B+

Cozy board game Knitting Circle sets a smart pattern

The sequel to Calico knits up another good time.

Cozy board game Knitting Circle sets a smart pattern

Calico is a modern classic, with a cute theme of quilts and cats that belies the very difficult spatial and pattern-matching puzzle beneath. I have played it many times, and I like the game—but I also find that it’s really easy to sew yourself into a corner and end up unable to complete patterns later on because of choices you made eight turns earlier.

There’s now a sequel game to Calico, Knitting Circle, which is less punitive and easier to learn, although its tie to the first game is mostly limited to the theme and art (by Beth Sobel in both games). Knitting Circle also revolves around pattern-matching, but it’s more open in almost every aspect of the mechanics, and even if you can’t complete the particular pattern you wanted, you still have a chance to salvage that garment and score some points anyway—even if you have to take the penalty for knitting an ugly garment.

Players in Knitting Circle will take tokens in six different colors from the rondel on the table, collecting four each turn, and use them to sew garments of six different types, working on one or two at a time. They gain points from completing garments—which means filling most of the yarn spaces on the garment cards, but doesn’t require that you fill them all—and from meeting the criteria on your buttons, which relate to the colors you use, the patterns you create, and the garment type. You start the game with six buttons, two in each category, and can get new ones each round once you’ve placed previous ones on your garments. Play continues over six rounds, after which players discard any incomplete garments and score their garments, buttons, garment bonuses, and public objective cards (if used).

Knitting Circle board game

Each round begins with a drafting phase, where each player, in turn, moves their cat token one or two spaces around the rondel and takes one of the yarn tokens next to their landing space. Yarn tokens around the rondel show either their knit or purl sides and can’t be flipped unless you later discard another yarn token to take the flip action (flipping up to four tiles in your area). Once all players have four tiles, you move to the crafting phase, which happens simultaneously; players move all yarn tokens they wish over to their garments, placing knit tokens on knit spaces and purl tokens on purl spaces, and may discard a yarn token to take a new garment pattern, as long as they don’t already have two in progress. A player may also use a special “grabby pay” token at any time to reach into the yarn bag and select a token of any color, placing that token in their basket with either side up. Completing certain spaces on patterns unlocks a free yarn draw from the bag or a bonus grabby paw token.

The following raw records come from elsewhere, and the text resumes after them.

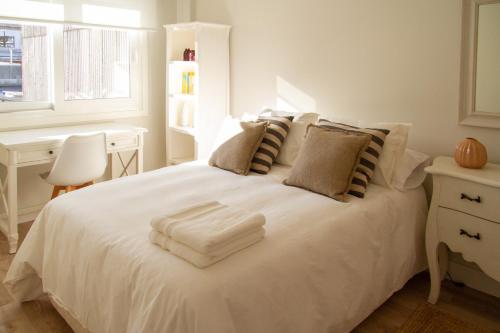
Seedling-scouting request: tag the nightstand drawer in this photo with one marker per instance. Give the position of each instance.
(26, 157)
(472, 198)
(477, 239)
(121, 142)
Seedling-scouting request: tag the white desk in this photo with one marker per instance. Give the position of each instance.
(39, 146)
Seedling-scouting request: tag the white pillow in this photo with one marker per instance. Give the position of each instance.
(307, 117)
(290, 148)
(410, 173)
(392, 153)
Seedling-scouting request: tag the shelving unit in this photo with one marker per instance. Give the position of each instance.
(194, 116)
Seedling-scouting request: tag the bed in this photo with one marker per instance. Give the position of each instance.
(323, 266)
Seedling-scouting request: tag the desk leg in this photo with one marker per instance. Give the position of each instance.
(12, 203)
(110, 166)
(140, 155)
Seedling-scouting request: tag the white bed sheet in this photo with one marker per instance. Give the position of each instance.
(323, 266)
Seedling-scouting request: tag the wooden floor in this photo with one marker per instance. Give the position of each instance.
(466, 303)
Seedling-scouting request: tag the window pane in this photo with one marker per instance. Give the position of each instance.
(24, 63)
(96, 63)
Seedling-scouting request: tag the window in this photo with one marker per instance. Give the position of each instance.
(24, 63)
(96, 63)
(70, 73)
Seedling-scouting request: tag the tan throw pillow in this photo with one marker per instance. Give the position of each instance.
(327, 161)
(276, 132)
(236, 153)
(368, 161)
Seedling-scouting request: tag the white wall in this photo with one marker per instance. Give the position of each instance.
(33, 191)
(488, 59)
(390, 60)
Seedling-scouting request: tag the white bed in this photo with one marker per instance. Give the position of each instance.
(323, 266)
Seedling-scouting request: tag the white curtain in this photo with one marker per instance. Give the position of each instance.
(97, 63)
(35, 78)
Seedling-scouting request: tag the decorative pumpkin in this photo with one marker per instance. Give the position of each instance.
(471, 154)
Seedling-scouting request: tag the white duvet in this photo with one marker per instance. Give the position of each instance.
(323, 266)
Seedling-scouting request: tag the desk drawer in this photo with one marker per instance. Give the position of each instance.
(120, 142)
(477, 239)
(472, 198)
(24, 157)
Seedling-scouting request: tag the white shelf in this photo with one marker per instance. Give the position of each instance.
(183, 63)
(183, 130)
(183, 96)
(209, 104)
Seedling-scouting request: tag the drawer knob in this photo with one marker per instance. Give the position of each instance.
(465, 196)
(464, 232)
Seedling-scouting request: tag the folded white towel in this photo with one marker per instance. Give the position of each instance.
(204, 227)
(203, 260)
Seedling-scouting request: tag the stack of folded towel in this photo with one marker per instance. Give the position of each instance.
(207, 232)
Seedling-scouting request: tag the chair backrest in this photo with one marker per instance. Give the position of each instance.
(82, 159)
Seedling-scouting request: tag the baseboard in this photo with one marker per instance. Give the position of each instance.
(472, 276)
(26, 214)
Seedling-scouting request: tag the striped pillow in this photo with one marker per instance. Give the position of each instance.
(368, 161)
(276, 132)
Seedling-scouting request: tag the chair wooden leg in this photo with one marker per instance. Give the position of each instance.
(55, 191)
(70, 188)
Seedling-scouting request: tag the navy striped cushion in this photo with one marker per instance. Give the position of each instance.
(368, 161)
(276, 132)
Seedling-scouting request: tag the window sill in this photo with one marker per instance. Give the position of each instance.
(50, 117)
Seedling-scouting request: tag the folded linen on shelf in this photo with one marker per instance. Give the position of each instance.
(205, 226)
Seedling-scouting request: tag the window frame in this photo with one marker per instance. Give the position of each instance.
(11, 107)
(59, 111)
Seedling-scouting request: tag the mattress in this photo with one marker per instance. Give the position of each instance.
(323, 266)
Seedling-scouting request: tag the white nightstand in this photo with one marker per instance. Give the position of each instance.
(465, 216)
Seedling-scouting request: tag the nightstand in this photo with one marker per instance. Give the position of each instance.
(465, 216)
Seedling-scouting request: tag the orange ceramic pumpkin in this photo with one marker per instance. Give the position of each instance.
(471, 154)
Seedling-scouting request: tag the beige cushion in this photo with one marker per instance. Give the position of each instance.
(368, 161)
(236, 153)
(327, 160)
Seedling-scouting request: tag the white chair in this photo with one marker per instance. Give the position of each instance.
(82, 160)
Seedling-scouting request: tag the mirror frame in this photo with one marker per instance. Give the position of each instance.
(468, 115)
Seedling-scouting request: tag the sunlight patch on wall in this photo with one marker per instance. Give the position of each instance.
(32, 10)
(292, 99)
(92, 14)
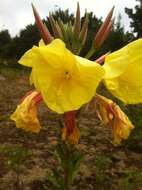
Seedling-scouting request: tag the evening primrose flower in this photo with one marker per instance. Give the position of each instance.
(25, 116)
(65, 81)
(123, 76)
(111, 114)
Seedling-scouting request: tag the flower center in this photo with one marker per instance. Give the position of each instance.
(67, 75)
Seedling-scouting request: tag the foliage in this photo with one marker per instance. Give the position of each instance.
(131, 180)
(135, 15)
(69, 159)
(102, 163)
(14, 48)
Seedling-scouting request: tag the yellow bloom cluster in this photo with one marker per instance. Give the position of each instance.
(123, 73)
(65, 81)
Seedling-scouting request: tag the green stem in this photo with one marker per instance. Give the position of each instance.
(66, 168)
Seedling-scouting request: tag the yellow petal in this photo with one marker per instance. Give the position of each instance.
(124, 73)
(25, 114)
(110, 113)
(65, 81)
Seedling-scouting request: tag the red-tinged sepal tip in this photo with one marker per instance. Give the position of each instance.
(45, 34)
(105, 28)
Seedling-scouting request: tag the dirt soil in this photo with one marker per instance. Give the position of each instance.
(104, 167)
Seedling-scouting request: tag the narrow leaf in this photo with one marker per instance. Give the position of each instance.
(45, 34)
(103, 29)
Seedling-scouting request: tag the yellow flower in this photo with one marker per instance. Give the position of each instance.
(111, 114)
(25, 115)
(65, 81)
(123, 76)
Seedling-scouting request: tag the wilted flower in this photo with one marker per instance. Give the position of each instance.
(123, 76)
(25, 116)
(65, 81)
(111, 114)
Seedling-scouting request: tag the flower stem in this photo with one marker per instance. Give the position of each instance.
(66, 167)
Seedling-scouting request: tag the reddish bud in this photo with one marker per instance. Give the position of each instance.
(105, 28)
(45, 34)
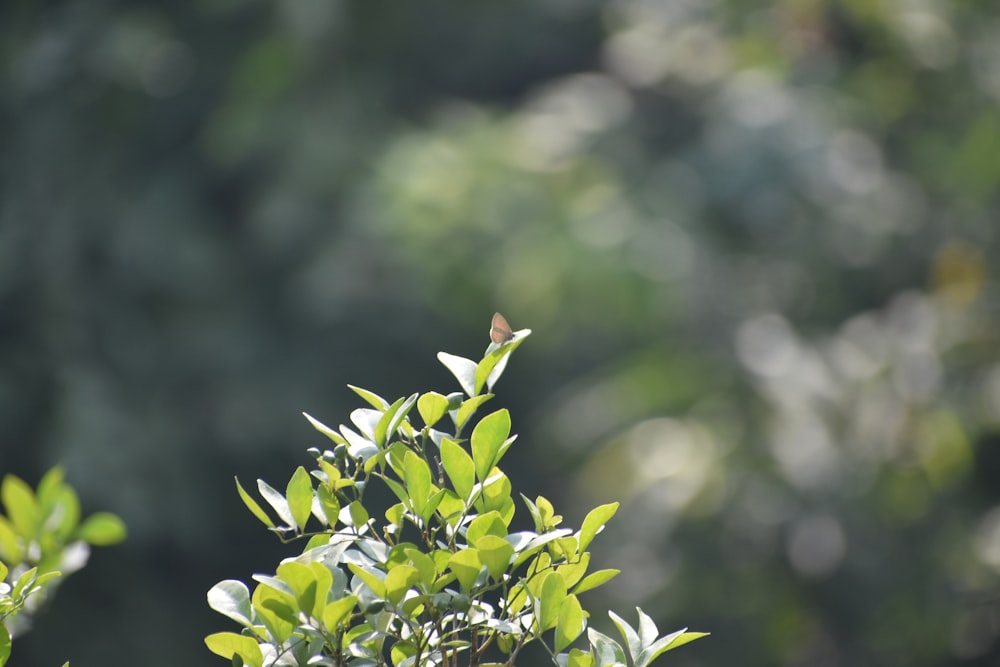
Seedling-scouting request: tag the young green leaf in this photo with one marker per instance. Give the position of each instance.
(22, 508)
(432, 406)
(277, 502)
(299, 495)
(629, 634)
(487, 438)
(466, 565)
(231, 598)
(399, 580)
(252, 505)
(578, 658)
(668, 643)
(570, 623)
(594, 522)
(229, 644)
(338, 611)
(468, 408)
(550, 600)
(371, 397)
(595, 579)
(371, 577)
(489, 523)
(495, 553)
(417, 477)
(463, 369)
(459, 466)
(102, 529)
(607, 651)
(325, 430)
(5, 644)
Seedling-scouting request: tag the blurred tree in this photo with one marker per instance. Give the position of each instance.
(753, 243)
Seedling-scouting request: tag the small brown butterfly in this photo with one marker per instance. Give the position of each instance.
(500, 331)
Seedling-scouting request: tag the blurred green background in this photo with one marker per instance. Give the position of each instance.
(754, 242)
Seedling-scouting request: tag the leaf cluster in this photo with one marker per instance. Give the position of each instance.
(439, 577)
(41, 539)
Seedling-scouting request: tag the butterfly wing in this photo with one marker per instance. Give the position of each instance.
(500, 331)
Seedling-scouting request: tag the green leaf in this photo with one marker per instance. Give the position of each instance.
(667, 643)
(607, 651)
(358, 513)
(302, 581)
(468, 408)
(325, 430)
(550, 599)
(336, 612)
(231, 598)
(371, 397)
(328, 503)
(463, 369)
(466, 565)
(573, 572)
(5, 644)
(451, 507)
(11, 551)
(277, 502)
(432, 406)
(578, 658)
(495, 553)
(648, 631)
(629, 634)
(487, 438)
(102, 529)
(594, 522)
(487, 364)
(399, 580)
(459, 466)
(417, 477)
(495, 360)
(489, 523)
(381, 431)
(595, 579)
(22, 508)
(371, 577)
(570, 624)
(425, 567)
(228, 644)
(299, 495)
(496, 497)
(274, 608)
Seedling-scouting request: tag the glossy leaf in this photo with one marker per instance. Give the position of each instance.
(466, 565)
(570, 623)
(463, 369)
(20, 504)
(595, 579)
(487, 438)
(551, 596)
(495, 553)
(324, 429)
(102, 529)
(459, 466)
(231, 598)
(338, 611)
(432, 406)
(399, 580)
(371, 397)
(299, 496)
(228, 644)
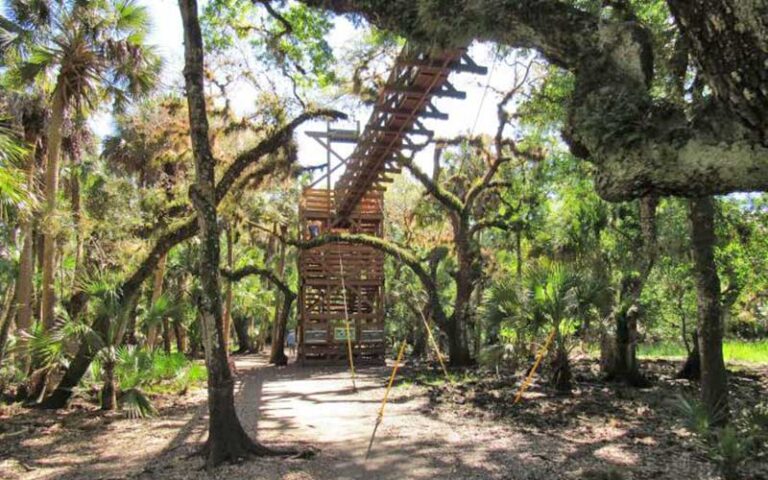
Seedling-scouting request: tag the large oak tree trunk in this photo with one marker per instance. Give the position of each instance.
(228, 304)
(623, 364)
(227, 440)
(55, 127)
(714, 382)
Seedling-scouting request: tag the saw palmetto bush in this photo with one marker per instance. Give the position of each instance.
(549, 296)
(728, 445)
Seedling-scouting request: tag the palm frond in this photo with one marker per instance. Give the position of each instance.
(137, 404)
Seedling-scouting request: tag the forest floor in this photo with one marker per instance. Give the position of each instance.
(431, 429)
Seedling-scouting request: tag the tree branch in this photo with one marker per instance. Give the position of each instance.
(446, 198)
(240, 273)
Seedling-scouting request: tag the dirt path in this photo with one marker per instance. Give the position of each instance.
(616, 431)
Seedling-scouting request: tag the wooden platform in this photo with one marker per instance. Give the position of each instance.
(340, 281)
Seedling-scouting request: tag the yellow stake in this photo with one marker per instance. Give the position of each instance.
(539, 357)
(437, 350)
(380, 416)
(346, 323)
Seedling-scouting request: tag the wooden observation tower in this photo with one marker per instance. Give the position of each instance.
(341, 285)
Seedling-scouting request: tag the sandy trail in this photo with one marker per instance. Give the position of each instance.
(316, 407)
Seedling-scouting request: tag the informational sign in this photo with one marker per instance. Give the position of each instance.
(372, 335)
(315, 336)
(340, 333)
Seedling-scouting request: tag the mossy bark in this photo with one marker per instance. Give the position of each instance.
(714, 381)
(227, 440)
(639, 144)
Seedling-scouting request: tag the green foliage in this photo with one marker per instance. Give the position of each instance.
(140, 372)
(293, 40)
(733, 351)
(731, 445)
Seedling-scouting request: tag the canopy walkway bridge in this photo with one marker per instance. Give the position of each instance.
(341, 285)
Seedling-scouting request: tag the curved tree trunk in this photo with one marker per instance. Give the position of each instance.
(227, 440)
(228, 302)
(714, 382)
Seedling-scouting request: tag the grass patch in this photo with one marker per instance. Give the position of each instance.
(733, 351)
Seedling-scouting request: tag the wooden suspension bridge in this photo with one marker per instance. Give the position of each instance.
(341, 285)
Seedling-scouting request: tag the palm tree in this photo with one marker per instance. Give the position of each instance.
(89, 52)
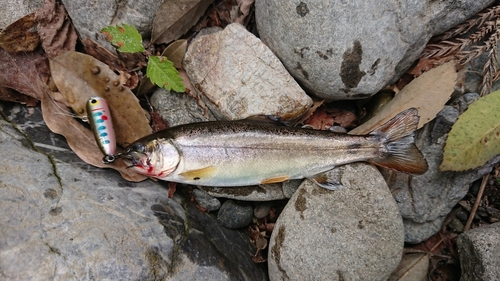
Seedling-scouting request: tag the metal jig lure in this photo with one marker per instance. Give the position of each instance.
(99, 117)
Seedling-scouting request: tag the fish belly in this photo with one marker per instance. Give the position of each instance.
(241, 165)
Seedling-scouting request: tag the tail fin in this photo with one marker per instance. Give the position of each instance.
(399, 152)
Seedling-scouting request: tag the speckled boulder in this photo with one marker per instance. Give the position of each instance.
(355, 233)
(351, 49)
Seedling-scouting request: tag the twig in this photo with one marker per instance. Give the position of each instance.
(476, 203)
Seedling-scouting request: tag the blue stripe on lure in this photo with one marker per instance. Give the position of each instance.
(99, 117)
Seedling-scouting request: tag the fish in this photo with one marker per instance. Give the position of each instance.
(243, 153)
(99, 118)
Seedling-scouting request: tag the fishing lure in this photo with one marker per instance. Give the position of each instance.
(99, 117)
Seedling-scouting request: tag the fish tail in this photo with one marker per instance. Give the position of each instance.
(399, 151)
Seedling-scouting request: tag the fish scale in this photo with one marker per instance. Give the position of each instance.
(240, 153)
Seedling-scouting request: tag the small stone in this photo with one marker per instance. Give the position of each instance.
(235, 214)
(456, 225)
(462, 215)
(262, 209)
(478, 250)
(205, 200)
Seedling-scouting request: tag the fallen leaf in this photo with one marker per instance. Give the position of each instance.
(7, 94)
(475, 137)
(161, 72)
(21, 71)
(79, 77)
(175, 17)
(80, 139)
(125, 37)
(20, 36)
(427, 93)
(413, 267)
(55, 29)
(175, 52)
(102, 54)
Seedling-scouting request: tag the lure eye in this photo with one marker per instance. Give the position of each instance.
(138, 147)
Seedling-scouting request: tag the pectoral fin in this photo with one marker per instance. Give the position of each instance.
(329, 180)
(198, 174)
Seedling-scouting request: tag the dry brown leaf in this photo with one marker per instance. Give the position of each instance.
(175, 17)
(21, 71)
(20, 36)
(102, 54)
(428, 93)
(413, 267)
(55, 29)
(80, 139)
(79, 77)
(175, 52)
(7, 94)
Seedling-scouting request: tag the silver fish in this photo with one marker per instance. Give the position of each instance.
(240, 153)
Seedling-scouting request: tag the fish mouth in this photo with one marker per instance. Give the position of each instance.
(138, 161)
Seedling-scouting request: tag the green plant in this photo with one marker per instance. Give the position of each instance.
(160, 70)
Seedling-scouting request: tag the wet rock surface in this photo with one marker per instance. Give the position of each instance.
(351, 49)
(66, 220)
(354, 233)
(235, 214)
(478, 249)
(237, 85)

The core concept in Knitting Circle is easy to understand: You collect yarn tokens and make patterns like solid, striped, symmetrical, or color blocked (at least two of each color) on the garment cards, which hold four to seven tokens. The buttons are similarly straightforward; some color buttons require just one color, while others require two or three, and are worth an extra point or two. The objective cards are not necessary in my view, and they’re by far the most complicated part of the game, while the garment bonuses are a little involved but are much more rewarding in the points sense and the psychological sense, as they give you more reason to try to craft specific garments or patterns for more points across your whole collection. 

The drafting phase gets a little nihilistic with the fourth draws, as the odds are pretty low that there will still be a token you want and that your cat will be close to that space, so that last time around the table gets rather desultory; I don’t know if refilling the rondel would help or make the game too easy, but it would at least avoid that part of the game, which was notable enough for me to mention it here. I find the core parts of Knitting Circle the most compelling: It’s set collection where the order matters, with some flexibility to help you get a critical yarn tile at the right time. For four players, it’s 45 minutes to an hour, and the age range of 10+ on the box is spot on. It’s not a Calico replacement by any measure, but a companion game that takes the tension down a notch—in a good way. It’s cozy without becoming boring.